Given a square (invertible) matrix D
and a scalar s
, the operations s/D
and D\s
are not allowed in Julia. I’d like to give some arguments both in favour and against allowing these operations. Some related discussion can be found here and here. (My interest in this question stems from our current work on a macro that allows a convenient syntax for calling inplace operations such as BLAS.trsm
.)
Although s\D
and D/s
are disallowed, all of the following can be done successfully in Julia:
using LinearAlgebra
D = randn(3,3); N = randn(3,3); s = randn()
inv(D)*s
D \ (s*N)
D \ 2N
D \ N*s
s*inv(D)
N*s/D
however, the following variants fail:
D \ s*N
D \ 2*N
because they are parsed from left to right and attempt D\s
before multiplying by N
.
As pointed out in the discussions cited above, a scalar can be divided by a vector, which results in (a multiple of) the pseudoinverse of the vector. That is, the following can be done successfully:
v = randn(3)
@assert s/v ≈ s*pinv(v)
@assert v'\s ≈ s*pinv(v')
However, the following variants fail:
v \ s
s / v'
s / randn(2,3)
even though all of the above denominators do have pseudoinverses (the pseudoinverse always exists).
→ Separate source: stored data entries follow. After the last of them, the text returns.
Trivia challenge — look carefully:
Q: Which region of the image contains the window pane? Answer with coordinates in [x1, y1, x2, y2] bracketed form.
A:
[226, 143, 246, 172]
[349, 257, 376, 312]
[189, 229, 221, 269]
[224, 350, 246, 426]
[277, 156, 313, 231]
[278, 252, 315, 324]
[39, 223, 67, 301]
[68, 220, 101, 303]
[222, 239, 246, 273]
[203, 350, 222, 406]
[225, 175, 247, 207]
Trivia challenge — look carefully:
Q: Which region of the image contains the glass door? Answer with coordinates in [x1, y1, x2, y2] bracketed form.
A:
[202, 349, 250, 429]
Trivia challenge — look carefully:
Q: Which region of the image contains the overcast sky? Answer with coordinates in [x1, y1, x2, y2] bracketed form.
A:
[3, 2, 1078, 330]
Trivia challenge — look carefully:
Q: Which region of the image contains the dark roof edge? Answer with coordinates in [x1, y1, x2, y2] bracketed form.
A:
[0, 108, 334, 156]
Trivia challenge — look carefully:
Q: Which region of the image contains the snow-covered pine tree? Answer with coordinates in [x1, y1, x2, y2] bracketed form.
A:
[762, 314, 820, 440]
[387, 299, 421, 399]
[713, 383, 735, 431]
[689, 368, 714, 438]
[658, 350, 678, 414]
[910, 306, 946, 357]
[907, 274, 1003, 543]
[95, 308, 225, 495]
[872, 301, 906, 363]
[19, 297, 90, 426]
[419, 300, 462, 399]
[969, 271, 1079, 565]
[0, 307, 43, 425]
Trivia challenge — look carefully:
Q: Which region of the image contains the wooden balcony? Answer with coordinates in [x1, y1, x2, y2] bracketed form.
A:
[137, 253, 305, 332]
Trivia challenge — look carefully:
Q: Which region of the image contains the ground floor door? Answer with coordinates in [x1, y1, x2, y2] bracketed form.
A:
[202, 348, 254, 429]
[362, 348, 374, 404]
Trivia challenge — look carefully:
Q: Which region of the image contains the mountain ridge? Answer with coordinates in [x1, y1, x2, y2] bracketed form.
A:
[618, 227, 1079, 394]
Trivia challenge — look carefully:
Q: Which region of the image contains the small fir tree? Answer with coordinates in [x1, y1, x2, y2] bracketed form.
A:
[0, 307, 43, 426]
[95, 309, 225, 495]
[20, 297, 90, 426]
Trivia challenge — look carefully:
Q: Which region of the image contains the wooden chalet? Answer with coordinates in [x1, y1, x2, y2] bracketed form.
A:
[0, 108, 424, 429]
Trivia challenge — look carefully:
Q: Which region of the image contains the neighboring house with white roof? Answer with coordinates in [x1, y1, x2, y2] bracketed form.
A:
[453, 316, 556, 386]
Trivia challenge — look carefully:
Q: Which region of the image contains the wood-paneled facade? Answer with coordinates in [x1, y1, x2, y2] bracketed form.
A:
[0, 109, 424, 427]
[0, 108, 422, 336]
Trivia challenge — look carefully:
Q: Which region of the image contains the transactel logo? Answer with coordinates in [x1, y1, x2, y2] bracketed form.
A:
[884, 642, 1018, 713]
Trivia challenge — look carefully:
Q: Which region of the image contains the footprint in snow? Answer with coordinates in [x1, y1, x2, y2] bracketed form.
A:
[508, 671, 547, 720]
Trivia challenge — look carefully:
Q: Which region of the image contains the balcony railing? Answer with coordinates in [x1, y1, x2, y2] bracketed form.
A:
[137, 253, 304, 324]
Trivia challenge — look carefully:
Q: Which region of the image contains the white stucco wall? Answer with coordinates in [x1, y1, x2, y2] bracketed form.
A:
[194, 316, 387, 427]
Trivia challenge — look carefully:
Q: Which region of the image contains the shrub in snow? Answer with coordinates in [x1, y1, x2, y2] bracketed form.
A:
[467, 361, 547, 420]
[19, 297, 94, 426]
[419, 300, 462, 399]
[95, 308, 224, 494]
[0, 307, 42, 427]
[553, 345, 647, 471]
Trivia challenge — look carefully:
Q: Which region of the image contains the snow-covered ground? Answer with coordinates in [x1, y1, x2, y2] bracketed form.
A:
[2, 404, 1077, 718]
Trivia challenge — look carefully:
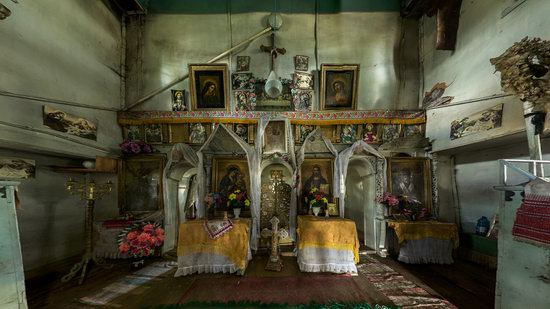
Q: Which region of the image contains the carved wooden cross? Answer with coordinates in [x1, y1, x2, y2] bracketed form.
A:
[260, 33, 286, 70]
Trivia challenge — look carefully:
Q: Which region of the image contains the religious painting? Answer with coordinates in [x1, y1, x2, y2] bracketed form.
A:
[293, 72, 313, 90]
[233, 123, 249, 143]
[300, 158, 333, 213]
[236, 56, 250, 72]
[294, 55, 309, 71]
[0, 157, 35, 179]
[319, 64, 359, 110]
[450, 104, 503, 140]
[188, 123, 208, 144]
[387, 157, 432, 213]
[168, 124, 187, 143]
[123, 125, 142, 141]
[119, 155, 165, 214]
[43, 105, 98, 140]
[248, 125, 256, 144]
[144, 124, 163, 144]
[253, 79, 293, 111]
[171, 89, 186, 111]
[291, 89, 313, 111]
[212, 157, 250, 203]
[339, 124, 358, 144]
[382, 124, 402, 143]
[234, 90, 256, 111]
[295, 124, 316, 144]
[263, 121, 287, 154]
[404, 124, 425, 137]
[320, 125, 337, 143]
[362, 123, 380, 144]
[189, 64, 229, 111]
[231, 73, 254, 90]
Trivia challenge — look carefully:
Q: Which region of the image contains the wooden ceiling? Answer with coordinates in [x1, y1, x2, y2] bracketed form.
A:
[401, 0, 463, 50]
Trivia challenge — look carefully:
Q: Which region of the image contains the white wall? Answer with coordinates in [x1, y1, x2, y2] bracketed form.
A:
[421, 0, 550, 230]
[0, 0, 122, 273]
[126, 11, 419, 111]
[0, 0, 122, 158]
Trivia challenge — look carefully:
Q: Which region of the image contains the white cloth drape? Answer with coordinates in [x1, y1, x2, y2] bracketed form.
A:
[337, 140, 386, 217]
[163, 143, 199, 252]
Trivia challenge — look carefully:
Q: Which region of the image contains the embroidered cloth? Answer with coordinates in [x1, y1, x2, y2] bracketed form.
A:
[512, 180, 550, 246]
[204, 219, 233, 239]
[177, 219, 251, 272]
[297, 215, 359, 264]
My argument in favour of more generally allowing the division of scalars by matrices is therefore one of consistency.
However, there is also a good argument for the case against: In general, D\(s*N)
is both faster and more accurate than inv(D)*s*N
. If D\s
were to be implemented as s*inv(D)
, or s*pinv(D)
, then D\s*N
would end up doing the slower, inaccurate calculation. (The MATLAB editor will usually warn the programmer about attempts to multiply inverses.)
I think therefore, for fast accurate Julia, scalar divided by matrix should remain disallowed and perhaps to improve consistency, scalar / vector should be deprecated.